Предназначен ли перевод читателям, не понимающим оригинала? Утвердительный ответ на этот вопрос, казалось бы, мог объяснить различное положение этих категорий в области искусства. Более того, такое объяснение кажется единственным основанием для того, чтобы повторно говорить «одно и то же». О чем же «говорит» литературное произведение (Dichtung)? Что оно сообщает? Тем, кто его понимает, очень мало.
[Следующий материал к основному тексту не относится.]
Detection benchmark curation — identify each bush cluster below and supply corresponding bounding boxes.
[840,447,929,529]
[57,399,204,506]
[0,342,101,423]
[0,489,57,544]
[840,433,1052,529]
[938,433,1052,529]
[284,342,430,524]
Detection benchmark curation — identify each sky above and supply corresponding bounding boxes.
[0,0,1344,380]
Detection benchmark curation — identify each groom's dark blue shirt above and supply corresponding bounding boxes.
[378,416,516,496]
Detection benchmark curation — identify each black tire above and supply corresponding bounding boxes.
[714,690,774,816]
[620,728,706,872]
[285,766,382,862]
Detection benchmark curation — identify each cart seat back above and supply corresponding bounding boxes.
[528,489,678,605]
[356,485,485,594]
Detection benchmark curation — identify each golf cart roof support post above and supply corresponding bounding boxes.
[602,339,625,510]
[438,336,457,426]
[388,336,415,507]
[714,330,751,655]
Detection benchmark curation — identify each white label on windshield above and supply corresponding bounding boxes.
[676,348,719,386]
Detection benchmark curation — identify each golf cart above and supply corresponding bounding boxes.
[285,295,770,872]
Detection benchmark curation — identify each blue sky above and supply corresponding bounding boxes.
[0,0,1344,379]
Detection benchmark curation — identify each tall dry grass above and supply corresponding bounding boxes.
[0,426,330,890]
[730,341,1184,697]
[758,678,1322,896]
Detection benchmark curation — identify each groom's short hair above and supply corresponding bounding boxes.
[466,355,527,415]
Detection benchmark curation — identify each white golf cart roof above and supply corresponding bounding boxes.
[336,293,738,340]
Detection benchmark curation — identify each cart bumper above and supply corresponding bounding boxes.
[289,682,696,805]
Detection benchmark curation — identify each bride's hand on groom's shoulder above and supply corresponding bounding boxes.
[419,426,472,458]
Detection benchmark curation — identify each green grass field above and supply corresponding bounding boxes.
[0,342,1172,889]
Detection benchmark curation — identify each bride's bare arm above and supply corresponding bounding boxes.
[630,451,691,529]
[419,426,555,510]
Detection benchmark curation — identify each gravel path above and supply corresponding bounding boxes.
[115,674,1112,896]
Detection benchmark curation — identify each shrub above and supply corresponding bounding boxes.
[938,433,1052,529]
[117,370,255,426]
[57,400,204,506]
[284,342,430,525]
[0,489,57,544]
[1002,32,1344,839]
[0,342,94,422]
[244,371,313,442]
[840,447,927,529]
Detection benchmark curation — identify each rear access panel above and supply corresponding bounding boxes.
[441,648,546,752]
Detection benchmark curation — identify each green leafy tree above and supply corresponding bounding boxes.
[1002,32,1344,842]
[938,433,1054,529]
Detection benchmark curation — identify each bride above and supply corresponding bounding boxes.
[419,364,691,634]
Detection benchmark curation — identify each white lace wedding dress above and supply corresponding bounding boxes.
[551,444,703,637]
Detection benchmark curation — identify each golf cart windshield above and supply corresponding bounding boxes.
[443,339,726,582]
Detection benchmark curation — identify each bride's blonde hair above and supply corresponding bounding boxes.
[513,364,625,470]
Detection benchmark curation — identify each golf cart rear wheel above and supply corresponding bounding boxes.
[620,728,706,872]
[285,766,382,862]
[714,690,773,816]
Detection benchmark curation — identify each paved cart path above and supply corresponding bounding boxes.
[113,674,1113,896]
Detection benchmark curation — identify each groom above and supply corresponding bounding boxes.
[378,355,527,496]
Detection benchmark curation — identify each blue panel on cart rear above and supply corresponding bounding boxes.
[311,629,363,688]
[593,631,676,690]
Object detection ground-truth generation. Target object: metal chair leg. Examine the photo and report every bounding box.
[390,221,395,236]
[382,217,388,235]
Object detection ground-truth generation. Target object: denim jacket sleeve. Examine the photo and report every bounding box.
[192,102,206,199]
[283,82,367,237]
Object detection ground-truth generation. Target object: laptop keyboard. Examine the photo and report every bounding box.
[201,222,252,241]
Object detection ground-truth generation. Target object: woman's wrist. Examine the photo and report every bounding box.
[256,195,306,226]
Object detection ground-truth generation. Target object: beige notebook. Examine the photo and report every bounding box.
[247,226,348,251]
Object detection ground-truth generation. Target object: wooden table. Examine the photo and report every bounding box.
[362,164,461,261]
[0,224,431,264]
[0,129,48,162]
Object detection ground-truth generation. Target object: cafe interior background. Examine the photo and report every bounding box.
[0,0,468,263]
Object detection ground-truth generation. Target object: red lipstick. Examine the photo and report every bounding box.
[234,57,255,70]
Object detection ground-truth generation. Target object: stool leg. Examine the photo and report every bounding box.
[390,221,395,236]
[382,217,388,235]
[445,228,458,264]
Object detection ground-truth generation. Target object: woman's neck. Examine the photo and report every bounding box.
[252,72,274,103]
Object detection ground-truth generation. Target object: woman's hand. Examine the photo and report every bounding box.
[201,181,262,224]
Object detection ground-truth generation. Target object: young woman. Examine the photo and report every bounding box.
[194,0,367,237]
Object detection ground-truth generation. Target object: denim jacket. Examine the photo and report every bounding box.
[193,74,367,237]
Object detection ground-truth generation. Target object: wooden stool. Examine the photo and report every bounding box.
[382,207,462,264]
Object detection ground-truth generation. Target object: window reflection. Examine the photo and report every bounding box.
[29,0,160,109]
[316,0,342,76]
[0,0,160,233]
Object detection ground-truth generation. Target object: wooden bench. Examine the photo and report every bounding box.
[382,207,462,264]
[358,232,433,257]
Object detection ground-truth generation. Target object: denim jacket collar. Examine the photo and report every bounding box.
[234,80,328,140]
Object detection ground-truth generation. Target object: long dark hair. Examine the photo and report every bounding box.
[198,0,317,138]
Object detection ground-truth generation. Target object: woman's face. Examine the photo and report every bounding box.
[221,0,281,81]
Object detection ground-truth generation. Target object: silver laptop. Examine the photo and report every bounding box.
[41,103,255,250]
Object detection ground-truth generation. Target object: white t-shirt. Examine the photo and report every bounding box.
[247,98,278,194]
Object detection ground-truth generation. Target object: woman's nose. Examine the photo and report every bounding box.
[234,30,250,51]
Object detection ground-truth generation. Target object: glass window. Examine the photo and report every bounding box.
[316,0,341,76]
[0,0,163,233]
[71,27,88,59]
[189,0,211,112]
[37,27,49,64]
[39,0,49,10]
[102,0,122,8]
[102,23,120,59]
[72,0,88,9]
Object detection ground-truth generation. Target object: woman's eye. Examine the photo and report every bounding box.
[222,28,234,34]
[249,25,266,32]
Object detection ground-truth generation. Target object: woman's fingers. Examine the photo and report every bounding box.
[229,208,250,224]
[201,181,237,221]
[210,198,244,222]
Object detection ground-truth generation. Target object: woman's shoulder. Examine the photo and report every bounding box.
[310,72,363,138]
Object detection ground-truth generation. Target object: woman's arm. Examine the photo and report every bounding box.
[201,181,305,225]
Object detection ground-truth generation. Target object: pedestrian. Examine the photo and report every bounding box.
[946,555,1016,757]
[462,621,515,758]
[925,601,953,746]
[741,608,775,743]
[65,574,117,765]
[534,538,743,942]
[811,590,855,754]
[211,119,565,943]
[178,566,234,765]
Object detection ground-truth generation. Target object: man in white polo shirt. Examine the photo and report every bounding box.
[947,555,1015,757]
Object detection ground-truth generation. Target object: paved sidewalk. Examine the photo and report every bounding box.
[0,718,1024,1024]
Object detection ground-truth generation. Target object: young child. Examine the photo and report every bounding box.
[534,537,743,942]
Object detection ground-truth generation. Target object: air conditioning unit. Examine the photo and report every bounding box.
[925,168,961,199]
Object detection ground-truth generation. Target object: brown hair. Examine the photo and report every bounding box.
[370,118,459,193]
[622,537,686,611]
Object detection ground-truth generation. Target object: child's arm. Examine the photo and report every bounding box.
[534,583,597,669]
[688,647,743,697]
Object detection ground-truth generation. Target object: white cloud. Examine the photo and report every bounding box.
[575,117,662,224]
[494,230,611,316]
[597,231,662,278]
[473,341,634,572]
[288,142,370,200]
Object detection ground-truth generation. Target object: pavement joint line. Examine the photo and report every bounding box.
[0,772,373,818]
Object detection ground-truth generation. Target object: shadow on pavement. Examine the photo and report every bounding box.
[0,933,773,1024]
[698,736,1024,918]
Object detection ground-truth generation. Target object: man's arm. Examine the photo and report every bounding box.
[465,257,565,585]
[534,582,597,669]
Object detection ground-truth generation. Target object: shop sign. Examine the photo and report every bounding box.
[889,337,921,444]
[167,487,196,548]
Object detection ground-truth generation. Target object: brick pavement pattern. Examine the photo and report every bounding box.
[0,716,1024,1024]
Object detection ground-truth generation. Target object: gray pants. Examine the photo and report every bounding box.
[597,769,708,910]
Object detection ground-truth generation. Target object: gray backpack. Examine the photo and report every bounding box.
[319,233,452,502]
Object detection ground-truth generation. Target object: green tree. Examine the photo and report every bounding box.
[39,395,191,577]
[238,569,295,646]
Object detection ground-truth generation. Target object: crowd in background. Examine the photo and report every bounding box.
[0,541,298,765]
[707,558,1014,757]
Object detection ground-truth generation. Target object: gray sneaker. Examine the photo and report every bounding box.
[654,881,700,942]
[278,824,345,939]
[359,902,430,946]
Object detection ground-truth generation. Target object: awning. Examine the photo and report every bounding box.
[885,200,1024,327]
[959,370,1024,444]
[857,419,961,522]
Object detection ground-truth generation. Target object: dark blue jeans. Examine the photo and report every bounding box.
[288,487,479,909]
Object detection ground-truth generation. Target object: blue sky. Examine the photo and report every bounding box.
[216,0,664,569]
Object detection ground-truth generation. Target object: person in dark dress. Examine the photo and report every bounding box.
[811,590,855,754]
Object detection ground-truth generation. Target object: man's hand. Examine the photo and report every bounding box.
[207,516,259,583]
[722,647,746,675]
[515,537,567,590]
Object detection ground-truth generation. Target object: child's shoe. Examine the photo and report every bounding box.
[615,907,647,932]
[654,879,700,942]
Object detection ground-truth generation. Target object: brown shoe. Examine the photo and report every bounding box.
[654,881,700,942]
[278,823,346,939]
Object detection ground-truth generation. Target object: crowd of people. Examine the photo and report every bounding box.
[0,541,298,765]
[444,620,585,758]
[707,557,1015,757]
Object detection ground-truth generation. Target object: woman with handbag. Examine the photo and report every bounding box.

Существенным в нем является не сообщение, не высказывание. Между тем, любой перевод, несущий сообщающую функцию, не может передавать ничего, кроме сообщения, — а тем самым ничего, кроме несущественного. Таков признак плохих переводов. Но разве литературное произведение не содержит в себе помимо сообщения нечто еще, признаваемое существенным и плохим переводчиком, а именно, то, что обычно слывет необъяснимым, таинственным, «поэтическим» — что переводчик сам может воспроизвести лишь поэтически? В этом, вообще говоря, заключается еще одна отличительная черта плохих переводов: ее можно определить как неточную передачу несущественного содержания. От нее не избавиться, покуда перевод выражает свою готовность служить читателю. Однако если бы перевод предназначался читателю, то же самое было бы справедливо и в отношении оригинала. Если же оригинал существует не ради читателя, то как в таком случае следует понимать перевод?
Перевод есть форма. Рассматривая его как таковую, мы необходимо возвращаемся к оригиналу. В нем заключен управляющий переводом закон: переводимость. Вопрос о переводимости оригинала имеет двоякий смысл. Он может означать: найдется ли во всей совокупности читателей произведения адекватный переводчик? Или же, более непосредственно, допускает ли оно по своей сути перевод, и тем самым — в соответствии со значимостью этой формы — требует ли оно его. В принципе, первый вопрос решается исключительно проблемным путем, второй же аподиктически. Лишь поверхностное мышление, лишая второй вопрос самостоятельного смысла, объявит оба равнозначными. В противовес такому подходу следует указать на то, что определенные реляционные понятия сохраняют свое основное, и быть может, наиболее важное значение, если они применяются не только по отношению к человеку. Так, можно говорить о незабываемой жизни или незабываемом моменте даже тогда, когда все люди о них забыли. А именно, если бы сущность жизни или момента не допускала забвения, этот предикат отнюдь не был бы ошибочным: он бы всего–навсего заключал в себе требование, невыполнимое человеком, и являлся бы тем самым ссылкой на сферу, где оно может быть исполнено — память Бога. Соответственно, переводимостъ языковых произведений по–прежнему должна оставаться предметом рассмотрения даже в том случае, когда они не под силу переводческим возможностям человека. Разве не будут они до определенной степени переводимыми, если к понятию переводимости подойти строго? Именно в таком смысле следует ставить вопрос о том, нуждаются ли в переводе те или иные языковые произведения. Ибо справедливо следующее: если перевод является формой, то переводимость должна относиться к сущности определенных произведений.